Santiago de Compostela (Spain), Nov 7 (DPA) Pope Benedict XVI launched a strong appeal to Europe to reclaim its Christian roots instead of confining religion to the private sphere.
"Europe must open itself to God," the 83-year-old pontiff said Saturday at a mass he celebrated in the north-western town of Santiago de Compostela on the first day of his two-day visit to Spain.
"How can what is most decisive in life be confined to the purely private sphere or banished to the shadows?" Benedict asked the 7,000 faithful attending the mass in a country whose rapid secularisation has caused concern in the Vatican.
The conviction had grown in 19th century Europe that God was "man's antagonist and an enemy of his freedom", the pope observed. However, God is "the foundation and apex of our freedom", he said.
The mass was attended by 7,000 members of the public and invited guests, among them Crown Prince Felipe and his wife Letizia. Thousands in nearby streets followed the ceremony on giant screens.
Benedict said he had come as a pilgrim to Santiago de Compostela, one of the top Christian pilgrimage sites, the cathedral of which is believed to house the tomb of Saint James the Apostle.
The city is marking a Holy Year this year, as it does every time the day of Saint James, July 25, falls on a Sunday.
Drawing a steady stream of pilgrims since the Middle Ages, Santiago de Compostela has attracted nearly 260,000 of them this year. Not all of those making the pilgrimage, however, do so for religious reasons.
The most dedicated of the pilgrims trek nearly 800 km from the French side of the border.
The pope made his first visit to Spain in 2006, and is planning a third one for 2011, in a sign of the Vatican's concern over the growing secularisation of a country which was once a Catholic stronghold.
Only about half of young Spaniards now regard themselves as Catholics, polls show.
Socialist Prime Minister Jose Luis Rodriguez Zapatero is seen by the church as having accelerated the secularisation by adopting reforms starkly opposed by the Catholic hierarchy, such as homosexual marriage, speedier divorce and easier access to abortion.
Talking to journalists on the plane to Spain, the pope warned against the return of the kind of "aggressive" anti-clericalism that had erupted in Spain in the 1930s.

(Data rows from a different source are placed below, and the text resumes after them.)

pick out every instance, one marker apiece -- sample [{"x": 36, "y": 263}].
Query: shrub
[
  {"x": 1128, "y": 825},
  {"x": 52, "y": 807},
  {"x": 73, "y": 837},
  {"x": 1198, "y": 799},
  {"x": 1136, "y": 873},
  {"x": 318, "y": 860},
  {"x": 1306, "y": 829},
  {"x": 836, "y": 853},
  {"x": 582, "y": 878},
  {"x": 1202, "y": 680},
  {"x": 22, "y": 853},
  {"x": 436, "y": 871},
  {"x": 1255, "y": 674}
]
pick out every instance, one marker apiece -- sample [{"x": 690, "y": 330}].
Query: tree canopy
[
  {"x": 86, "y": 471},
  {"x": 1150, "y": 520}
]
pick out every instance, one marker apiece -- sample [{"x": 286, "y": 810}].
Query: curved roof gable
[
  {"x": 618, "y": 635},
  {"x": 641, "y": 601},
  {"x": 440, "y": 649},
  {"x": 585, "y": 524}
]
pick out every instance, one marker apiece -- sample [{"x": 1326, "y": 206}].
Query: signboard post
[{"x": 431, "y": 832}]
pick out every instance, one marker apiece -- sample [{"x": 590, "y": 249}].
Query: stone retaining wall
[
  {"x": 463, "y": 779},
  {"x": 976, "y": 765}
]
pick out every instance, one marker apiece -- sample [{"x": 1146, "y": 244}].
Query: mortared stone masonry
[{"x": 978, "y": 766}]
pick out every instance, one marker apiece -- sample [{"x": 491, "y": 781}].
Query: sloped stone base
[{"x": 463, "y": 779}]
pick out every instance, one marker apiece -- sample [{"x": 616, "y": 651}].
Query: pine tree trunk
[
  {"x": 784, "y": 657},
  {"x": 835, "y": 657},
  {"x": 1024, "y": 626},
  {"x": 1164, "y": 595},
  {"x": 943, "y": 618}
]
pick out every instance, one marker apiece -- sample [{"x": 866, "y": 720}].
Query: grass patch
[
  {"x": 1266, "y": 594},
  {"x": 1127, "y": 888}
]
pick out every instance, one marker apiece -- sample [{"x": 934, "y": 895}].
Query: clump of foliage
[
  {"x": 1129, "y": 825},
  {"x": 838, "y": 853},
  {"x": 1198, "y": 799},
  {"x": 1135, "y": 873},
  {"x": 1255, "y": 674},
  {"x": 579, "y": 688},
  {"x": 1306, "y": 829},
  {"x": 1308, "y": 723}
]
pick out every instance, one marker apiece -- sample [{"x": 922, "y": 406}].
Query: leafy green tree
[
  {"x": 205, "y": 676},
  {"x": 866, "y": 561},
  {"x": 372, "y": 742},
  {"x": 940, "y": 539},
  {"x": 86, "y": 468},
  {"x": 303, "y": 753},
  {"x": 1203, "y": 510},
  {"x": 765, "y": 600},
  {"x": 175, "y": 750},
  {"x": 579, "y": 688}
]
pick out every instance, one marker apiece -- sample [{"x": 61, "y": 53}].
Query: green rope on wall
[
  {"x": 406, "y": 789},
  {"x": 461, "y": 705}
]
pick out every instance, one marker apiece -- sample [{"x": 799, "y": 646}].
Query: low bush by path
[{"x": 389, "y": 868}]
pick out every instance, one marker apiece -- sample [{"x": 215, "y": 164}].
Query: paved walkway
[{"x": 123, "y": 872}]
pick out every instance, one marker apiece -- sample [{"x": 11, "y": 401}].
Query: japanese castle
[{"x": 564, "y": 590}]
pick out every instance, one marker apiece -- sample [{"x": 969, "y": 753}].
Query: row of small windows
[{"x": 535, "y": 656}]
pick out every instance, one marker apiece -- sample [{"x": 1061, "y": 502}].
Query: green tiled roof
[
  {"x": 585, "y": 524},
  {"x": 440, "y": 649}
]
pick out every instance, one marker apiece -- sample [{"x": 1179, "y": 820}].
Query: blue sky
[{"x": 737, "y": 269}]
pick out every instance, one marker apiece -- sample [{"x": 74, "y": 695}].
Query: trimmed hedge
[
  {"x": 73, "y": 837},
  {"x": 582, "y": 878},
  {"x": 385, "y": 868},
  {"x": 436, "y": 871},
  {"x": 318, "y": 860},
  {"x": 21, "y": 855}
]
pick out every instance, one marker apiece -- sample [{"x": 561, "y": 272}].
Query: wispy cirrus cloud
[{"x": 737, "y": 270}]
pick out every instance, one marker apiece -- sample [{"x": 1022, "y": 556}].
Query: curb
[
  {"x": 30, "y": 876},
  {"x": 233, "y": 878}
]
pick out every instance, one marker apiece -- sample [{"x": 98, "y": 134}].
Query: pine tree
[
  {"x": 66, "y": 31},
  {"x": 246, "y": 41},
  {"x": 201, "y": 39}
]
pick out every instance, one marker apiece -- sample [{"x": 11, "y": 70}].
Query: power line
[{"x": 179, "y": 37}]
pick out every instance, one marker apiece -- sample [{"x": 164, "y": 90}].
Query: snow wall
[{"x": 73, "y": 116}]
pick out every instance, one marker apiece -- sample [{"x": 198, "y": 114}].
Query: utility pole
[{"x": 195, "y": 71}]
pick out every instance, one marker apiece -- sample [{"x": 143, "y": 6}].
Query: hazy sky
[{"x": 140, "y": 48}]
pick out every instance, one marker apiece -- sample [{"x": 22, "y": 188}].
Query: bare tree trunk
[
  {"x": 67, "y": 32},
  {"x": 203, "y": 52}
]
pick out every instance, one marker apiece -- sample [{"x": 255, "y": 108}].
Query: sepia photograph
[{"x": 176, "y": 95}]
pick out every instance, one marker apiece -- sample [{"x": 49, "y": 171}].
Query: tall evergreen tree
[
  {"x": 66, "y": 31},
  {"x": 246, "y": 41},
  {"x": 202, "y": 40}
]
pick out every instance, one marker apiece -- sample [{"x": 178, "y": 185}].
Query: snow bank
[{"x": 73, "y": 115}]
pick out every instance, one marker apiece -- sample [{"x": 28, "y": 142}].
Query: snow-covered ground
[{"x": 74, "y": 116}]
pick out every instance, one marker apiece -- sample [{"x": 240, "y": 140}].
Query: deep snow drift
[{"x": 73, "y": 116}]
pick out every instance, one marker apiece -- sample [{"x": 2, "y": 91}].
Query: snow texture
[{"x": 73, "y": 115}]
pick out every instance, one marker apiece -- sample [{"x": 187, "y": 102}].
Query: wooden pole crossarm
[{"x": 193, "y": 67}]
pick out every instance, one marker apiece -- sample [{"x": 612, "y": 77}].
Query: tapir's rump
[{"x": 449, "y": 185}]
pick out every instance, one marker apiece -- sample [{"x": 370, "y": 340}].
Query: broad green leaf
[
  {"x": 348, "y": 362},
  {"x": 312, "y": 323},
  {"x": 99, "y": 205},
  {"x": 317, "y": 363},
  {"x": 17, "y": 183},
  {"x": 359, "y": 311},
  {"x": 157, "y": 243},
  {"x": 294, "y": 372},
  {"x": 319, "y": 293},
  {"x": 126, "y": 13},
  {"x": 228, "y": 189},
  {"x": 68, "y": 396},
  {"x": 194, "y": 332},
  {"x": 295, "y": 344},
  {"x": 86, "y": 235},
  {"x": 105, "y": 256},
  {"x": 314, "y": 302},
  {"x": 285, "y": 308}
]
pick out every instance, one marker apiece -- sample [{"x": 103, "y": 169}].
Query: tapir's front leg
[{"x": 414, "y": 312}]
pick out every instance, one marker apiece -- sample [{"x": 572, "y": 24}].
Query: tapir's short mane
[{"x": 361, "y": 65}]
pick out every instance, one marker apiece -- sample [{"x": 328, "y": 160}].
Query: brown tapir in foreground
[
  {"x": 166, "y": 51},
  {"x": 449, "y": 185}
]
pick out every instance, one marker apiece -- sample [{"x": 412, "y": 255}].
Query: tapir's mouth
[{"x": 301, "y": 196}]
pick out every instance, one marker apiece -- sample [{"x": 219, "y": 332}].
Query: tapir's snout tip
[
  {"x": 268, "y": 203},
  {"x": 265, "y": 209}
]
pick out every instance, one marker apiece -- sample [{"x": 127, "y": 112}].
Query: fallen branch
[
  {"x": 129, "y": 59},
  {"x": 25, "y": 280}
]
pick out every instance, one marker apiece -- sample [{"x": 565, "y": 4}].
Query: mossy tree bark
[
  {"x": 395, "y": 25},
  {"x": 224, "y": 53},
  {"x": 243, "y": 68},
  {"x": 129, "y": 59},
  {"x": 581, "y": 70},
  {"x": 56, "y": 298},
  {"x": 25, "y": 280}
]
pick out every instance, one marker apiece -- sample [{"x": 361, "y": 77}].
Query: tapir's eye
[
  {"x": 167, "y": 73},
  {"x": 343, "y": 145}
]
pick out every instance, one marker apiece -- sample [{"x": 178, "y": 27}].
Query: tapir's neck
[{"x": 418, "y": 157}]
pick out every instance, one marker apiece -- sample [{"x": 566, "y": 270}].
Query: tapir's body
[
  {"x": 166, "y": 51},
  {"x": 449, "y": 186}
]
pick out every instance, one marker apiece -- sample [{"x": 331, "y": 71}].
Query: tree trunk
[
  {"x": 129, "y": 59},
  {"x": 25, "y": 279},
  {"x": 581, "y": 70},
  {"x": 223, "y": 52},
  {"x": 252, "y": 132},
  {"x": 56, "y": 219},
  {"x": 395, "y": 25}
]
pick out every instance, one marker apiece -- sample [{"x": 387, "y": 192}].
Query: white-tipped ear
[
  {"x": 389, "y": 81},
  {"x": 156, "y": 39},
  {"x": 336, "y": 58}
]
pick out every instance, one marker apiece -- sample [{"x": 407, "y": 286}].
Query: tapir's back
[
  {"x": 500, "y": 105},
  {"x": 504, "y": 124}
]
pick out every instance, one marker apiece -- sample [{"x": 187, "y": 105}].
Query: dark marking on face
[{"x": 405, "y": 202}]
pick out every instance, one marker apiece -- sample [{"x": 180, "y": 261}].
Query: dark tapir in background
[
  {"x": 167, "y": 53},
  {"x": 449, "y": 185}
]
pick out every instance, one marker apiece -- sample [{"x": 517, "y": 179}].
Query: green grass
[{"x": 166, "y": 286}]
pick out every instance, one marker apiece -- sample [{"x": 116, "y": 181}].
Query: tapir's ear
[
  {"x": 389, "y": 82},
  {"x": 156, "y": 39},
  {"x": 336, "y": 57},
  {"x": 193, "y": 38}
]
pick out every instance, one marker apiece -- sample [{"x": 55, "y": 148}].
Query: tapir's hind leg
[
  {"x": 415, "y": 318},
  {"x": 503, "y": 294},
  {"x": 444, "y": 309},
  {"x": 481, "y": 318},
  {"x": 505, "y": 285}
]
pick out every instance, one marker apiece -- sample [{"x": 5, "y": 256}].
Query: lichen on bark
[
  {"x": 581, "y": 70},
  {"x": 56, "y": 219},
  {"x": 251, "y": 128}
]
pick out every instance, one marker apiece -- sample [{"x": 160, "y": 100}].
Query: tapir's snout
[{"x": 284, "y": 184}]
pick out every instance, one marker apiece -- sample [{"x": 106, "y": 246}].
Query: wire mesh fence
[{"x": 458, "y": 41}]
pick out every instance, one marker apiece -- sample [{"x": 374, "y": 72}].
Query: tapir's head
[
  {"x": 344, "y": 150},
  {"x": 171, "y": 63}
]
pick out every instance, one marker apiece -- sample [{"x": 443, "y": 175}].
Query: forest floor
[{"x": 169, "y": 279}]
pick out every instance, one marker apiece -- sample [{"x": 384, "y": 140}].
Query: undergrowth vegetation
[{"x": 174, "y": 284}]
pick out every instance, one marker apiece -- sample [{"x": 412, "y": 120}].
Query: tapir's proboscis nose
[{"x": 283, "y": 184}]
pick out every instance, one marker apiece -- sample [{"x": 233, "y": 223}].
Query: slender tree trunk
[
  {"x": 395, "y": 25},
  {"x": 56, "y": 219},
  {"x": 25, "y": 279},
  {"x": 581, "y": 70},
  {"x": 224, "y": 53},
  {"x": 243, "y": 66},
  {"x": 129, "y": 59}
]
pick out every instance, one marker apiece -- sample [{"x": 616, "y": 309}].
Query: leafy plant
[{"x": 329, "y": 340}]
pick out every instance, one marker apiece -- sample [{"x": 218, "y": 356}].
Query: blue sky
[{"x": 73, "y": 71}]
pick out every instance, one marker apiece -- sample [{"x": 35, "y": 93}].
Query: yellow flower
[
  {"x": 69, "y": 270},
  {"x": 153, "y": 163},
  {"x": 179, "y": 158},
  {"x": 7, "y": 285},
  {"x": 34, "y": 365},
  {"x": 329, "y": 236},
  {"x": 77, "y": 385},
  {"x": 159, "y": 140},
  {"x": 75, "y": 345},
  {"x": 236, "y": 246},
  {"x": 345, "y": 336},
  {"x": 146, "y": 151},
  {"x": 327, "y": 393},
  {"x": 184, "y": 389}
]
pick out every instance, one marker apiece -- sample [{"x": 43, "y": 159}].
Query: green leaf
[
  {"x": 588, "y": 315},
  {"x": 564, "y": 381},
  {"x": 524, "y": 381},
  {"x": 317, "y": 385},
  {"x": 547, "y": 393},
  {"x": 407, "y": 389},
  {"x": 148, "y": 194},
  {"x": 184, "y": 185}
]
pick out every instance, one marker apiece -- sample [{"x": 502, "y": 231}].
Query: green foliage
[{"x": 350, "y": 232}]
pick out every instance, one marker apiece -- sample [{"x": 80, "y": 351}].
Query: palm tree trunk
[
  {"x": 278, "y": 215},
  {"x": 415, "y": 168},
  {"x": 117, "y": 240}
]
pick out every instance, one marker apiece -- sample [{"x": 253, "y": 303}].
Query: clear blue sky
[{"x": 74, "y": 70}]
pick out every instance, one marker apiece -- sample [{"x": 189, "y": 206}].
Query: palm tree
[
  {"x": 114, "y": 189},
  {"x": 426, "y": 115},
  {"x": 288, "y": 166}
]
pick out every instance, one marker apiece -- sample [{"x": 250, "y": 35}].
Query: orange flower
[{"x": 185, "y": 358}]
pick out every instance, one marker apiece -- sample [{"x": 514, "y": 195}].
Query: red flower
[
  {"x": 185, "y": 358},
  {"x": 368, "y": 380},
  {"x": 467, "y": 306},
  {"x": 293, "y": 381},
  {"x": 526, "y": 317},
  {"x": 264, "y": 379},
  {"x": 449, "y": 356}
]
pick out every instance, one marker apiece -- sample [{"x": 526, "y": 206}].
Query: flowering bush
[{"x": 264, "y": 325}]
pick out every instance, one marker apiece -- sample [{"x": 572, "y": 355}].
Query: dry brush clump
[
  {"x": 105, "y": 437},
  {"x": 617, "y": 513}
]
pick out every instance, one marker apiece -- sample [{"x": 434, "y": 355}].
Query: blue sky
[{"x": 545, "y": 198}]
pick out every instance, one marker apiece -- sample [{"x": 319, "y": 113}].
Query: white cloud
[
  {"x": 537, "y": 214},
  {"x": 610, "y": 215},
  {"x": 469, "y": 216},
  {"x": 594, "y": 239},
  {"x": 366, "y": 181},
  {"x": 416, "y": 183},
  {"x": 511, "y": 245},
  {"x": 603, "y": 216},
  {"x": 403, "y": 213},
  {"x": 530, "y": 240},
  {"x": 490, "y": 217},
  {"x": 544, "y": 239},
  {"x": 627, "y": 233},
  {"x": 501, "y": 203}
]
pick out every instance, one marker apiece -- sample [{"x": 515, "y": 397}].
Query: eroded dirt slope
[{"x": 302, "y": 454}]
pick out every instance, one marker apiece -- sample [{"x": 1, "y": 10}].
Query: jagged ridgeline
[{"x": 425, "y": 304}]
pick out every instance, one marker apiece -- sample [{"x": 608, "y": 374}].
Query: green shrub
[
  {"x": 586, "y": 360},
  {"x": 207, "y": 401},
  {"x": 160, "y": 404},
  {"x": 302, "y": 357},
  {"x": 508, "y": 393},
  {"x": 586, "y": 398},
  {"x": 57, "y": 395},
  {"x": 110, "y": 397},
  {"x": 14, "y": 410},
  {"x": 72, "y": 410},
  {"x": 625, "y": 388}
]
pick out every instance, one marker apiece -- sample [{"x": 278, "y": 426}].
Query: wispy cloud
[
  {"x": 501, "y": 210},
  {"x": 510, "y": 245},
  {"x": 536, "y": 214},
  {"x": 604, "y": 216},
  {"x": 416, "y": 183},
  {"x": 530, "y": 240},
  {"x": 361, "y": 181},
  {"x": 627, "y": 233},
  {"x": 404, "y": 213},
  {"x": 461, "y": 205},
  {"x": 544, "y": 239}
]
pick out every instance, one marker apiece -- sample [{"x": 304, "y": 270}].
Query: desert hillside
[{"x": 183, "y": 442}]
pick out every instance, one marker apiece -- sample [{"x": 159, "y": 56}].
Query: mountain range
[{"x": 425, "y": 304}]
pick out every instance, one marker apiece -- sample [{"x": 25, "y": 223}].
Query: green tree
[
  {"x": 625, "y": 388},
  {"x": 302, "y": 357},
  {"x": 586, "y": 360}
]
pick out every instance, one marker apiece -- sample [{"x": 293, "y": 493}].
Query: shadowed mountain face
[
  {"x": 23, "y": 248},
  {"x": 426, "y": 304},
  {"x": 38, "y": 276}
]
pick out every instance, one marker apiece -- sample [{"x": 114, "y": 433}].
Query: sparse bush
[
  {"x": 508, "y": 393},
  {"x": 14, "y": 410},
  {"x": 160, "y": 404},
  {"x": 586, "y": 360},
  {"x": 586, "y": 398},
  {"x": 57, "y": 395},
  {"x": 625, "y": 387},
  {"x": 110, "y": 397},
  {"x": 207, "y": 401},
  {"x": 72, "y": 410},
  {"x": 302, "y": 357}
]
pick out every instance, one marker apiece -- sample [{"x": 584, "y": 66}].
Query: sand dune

In those years, leftists and anarchists burned churches and killed priests before and during the 1936-39 civil war.
Prior to the mass, Benedict visited the cathedral of Santiago de Compostela, praying at the tomb which is believed to contain the remains of Saint James. He also embraced a statue of the apostle in the traditional pilgrim fashion.
After landing in Santiago de Compostela in the morning, Benedict addressed the public at the airport, stressing Spain's Christian roots and the importance of its saints.
Thousands of faithful undeterred by foggy weather waved Vatican and regional flags, throwing balloons and confetti as the pontiff drove to the cathedral in the popemobile.
The pope's visit was expected to draw a total of some 200,000 people and the city mounted its biggest security operation ever, mobilising more than 6,000 police.
Some 100 feminists demonstrated against the "patriarchy" of the church in Santiago de Compostela, while police blocked the access to the cathedral of dozens of trade unionists protesting against religion as "the opium of the people".
Meanwhile in Barcelona, hundreds of protestors distributed condoms.
After the mass in Santiago de Compostela, Benedict was scheduled to fly to Barcelona, where Sunday he is set to consecrate the modernist Sagrada Familia basilica.
Regarded as one of the world's architectural marvels, the Sagrada Familia was designed by the visionary architect and devout Catholic, Antoni Gaudi (1852-1926), whose canonisation is being considered by the Vatican.
Zapatero will not attend either of the papal masses, but the pope was planning to meet him privately at Barcelona airport before his departure.